How I built an open source gesture controller for OpenLayers (with MediaPipe) in public

12 Apr 2026

Webcam view of a person using both hands with tracked points to pan, zoom, and rotate a map interface using gesture controls.
Webcam view of a person using both hands with tracked points to pan, zoom, and rotate a map interface using gesture controls.

After creating gesture controlled games as Eyebrow Tetris and Pug’s Hunt I tried controlling a map using just a webcam and hand gestures. No mouse. No keyboard. Just hands. It worked, but also broke in ways I didn’t expect.

The idea

Do you know the movie Minority Report? It’s a movie with Tom Cruise where he prevented crimes in the future. The movie had some nice scenes where he controlled an interface with just his hands.

I wanted to create this, but in the browser. In KNMI I work for a project called OpenGeoweb where we use OpenLayers, and since this is opensource I decided to built a small plugin that lets you control an OpenLayers map with gestures. All running locally in the browser using MediaPipe. No backend. Camera data never leaves the device.

Demo

Try it yourself here: sanderdesnaijer.github.io/map-gesture-controls

Version 1: the Minority Report prototype

The first version was simple. Two gestures:

  • Fist: pan the map (move your fist around, the map follows)
  • Two open hands: zoom (move your hans apart to zoom in, bring them together to zoom out)

The zooming worked like a swimming notion. Hands apart zoom in, hands together zoom in. The pan you could do with 1 fist, and the map was following the fist.

It felt great. I added blue glows on the fingertips, exactly like in the movie so I felt a bit like Tom Cruise. The fist was also very responsive and intuitive.

Posting it on Reddit

I posted the first version on Reddit. I figured a few people might find it interesting. What I got back was way more useful than I expected. People actually tried it. They reported what worked, what felt weird, and what broke. Some went out of their way to test edge cases and send detailed feedback.

The main feedback and issues:

  • Zooming out meant bringing your hands close together. And zooming out *a lot* meant... your hands were already as close as they could get. Worse, zooming in meant spreading your hands wide, and at some point your hands just left the frame. The webcam couldn't see them anymore, so tracking dropped.
  • There was no rotation. No reset. I hadn't even thought about those yet. It was just pan and zoom.

Some people even suggested new controls, which I later implemented. That's the thing about open source. You can build something in isolation and think it works fine. But real users find the gaps you'd never notice on your own.
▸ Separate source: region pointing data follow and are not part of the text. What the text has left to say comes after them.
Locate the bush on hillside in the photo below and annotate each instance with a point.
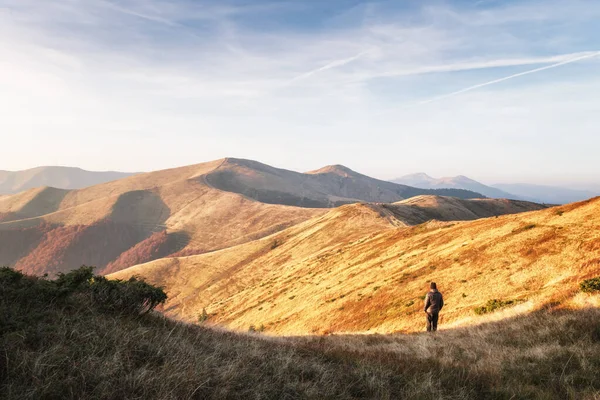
(81, 288)
(493, 305)
(590, 285)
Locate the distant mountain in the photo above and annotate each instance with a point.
(424, 181)
(180, 211)
(57, 177)
(547, 194)
(330, 186)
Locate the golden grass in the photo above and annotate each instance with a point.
(70, 349)
(352, 271)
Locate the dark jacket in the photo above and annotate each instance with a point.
(434, 301)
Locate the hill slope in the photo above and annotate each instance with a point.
(547, 194)
(58, 339)
(136, 219)
(425, 181)
(327, 187)
(359, 268)
(183, 211)
(58, 177)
The feedback I got pushed the project from a fun experiment into something much more solid.

I was very happy with the feedback, and the people who tested it (even after making changes). When people take time out of their day to test your stuff and give you honest feedback, that means a lot. The least I can do is thank them so I added a special thanks section to the Readme.

Version 2: improving the controls

Based on the feedback, I reworked the gesture system completely. The current version looks like this:

  • Left hand fist or pinch → pan the map
  • Right hand fist or pinch → zoom (move hand up to zoom in, down to zoom out)
  • Both hands fist or pinch → rotate the map
  • Hands together (pray pose, hold 1 second) → reset everything

The big changes: zoom is now single-handed (right hand, vertical movement), so you never run out of screen space. Rotation got added. And there's a proper reset gesture.
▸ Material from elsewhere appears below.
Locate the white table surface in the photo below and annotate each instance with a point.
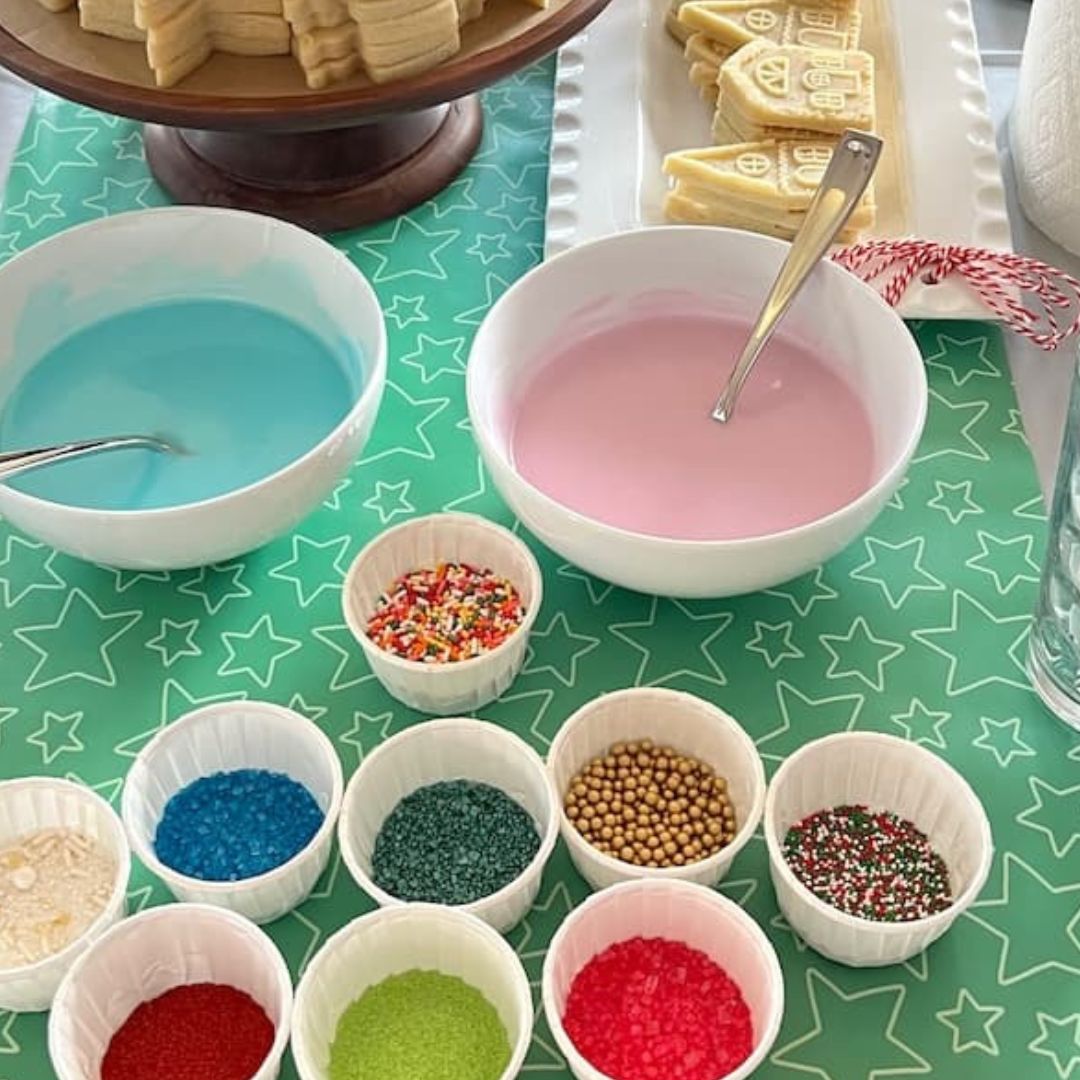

Why single-hand zoom is better

Instead of tracking the distance between two hands, zoom now uses the vertical position of your right wrist. Move your hand up, zoom in. Move it down, zoom out.
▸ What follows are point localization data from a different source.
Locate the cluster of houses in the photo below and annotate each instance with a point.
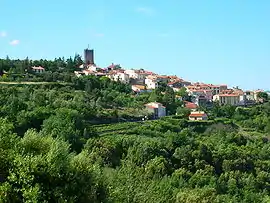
(201, 94)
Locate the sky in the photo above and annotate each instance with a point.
(211, 41)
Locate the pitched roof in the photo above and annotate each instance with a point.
(38, 68)
(191, 105)
(197, 114)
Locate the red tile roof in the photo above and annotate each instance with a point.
(197, 115)
(191, 105)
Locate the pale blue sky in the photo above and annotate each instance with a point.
(213, 41)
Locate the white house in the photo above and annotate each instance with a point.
(92, 68)
(157, 109)
(151, 82)
(197, 115)
(119, 76)
(230, 99)
(38, 69)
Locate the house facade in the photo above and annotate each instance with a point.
(156, 109)
(197, 116)
(38, 69)
(227, 99)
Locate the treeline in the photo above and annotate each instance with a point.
(168, 160)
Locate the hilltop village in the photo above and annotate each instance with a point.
(202, 94)
(121, 134)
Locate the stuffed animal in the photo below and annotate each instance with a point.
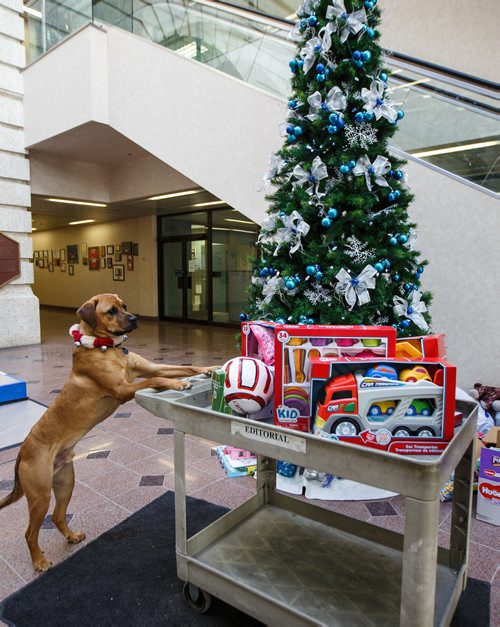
(488, 397)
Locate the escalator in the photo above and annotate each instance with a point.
(451, 122)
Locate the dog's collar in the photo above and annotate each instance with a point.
(91, 341)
This fixes the screen-space problem completely. You're not limited by how far apart your hands can go. And because it's one hand, your left hand is free for panning, or you can just let it rest.

Adding rotation

With left and right hands doing separate things, both hands together became available for a new gesture: rotation. Hold both fists and tilt your wrists clockwise or counter-clockwise, and the map rotates. The angle is calculated from the line between your two wrists using atan2.

To prevent accidental rotation when you're just reaching for a two-hand gesture, both hands need to be stable for 3 consecutive frames before the system escalates from pan or zoom into rotate mode.

The problem: gestures are messy

The biggest issue wasn't performance. It wasn't even tracking. It was this: Your hands are constantly passing through other gestures.

Example: You move from open hand to fist. In between, your hand is still open. So if your logic says two open hands = reset, you accidentally trigger resets while just trying to move.

The worst offender: "two open palms"

This sounds like a great gesture: Hold both hands open for 2 seconds, and reset the map. In reality, it didn’t work reliable for the application, because zoom and rotate gestures pass through open hands on the way in and out. Moving your hands naturally often looks like "open palms" to the detector. And even small delays can't save you when the gesture itself is ambiguous. Result: random resets. Constantly.

The solution: the "pray" gesture

Instead of looking for "common" gestures, I switched to something more intentional. Hands together in the center, like a namaste pose.

Why this works: it's rare during normal interaction, fingers are close together so it doesn't look like "open palm," and you have to intentionally do it. It requires a full 1-second hold before it triggers, with a progress bar so you can see it filling up.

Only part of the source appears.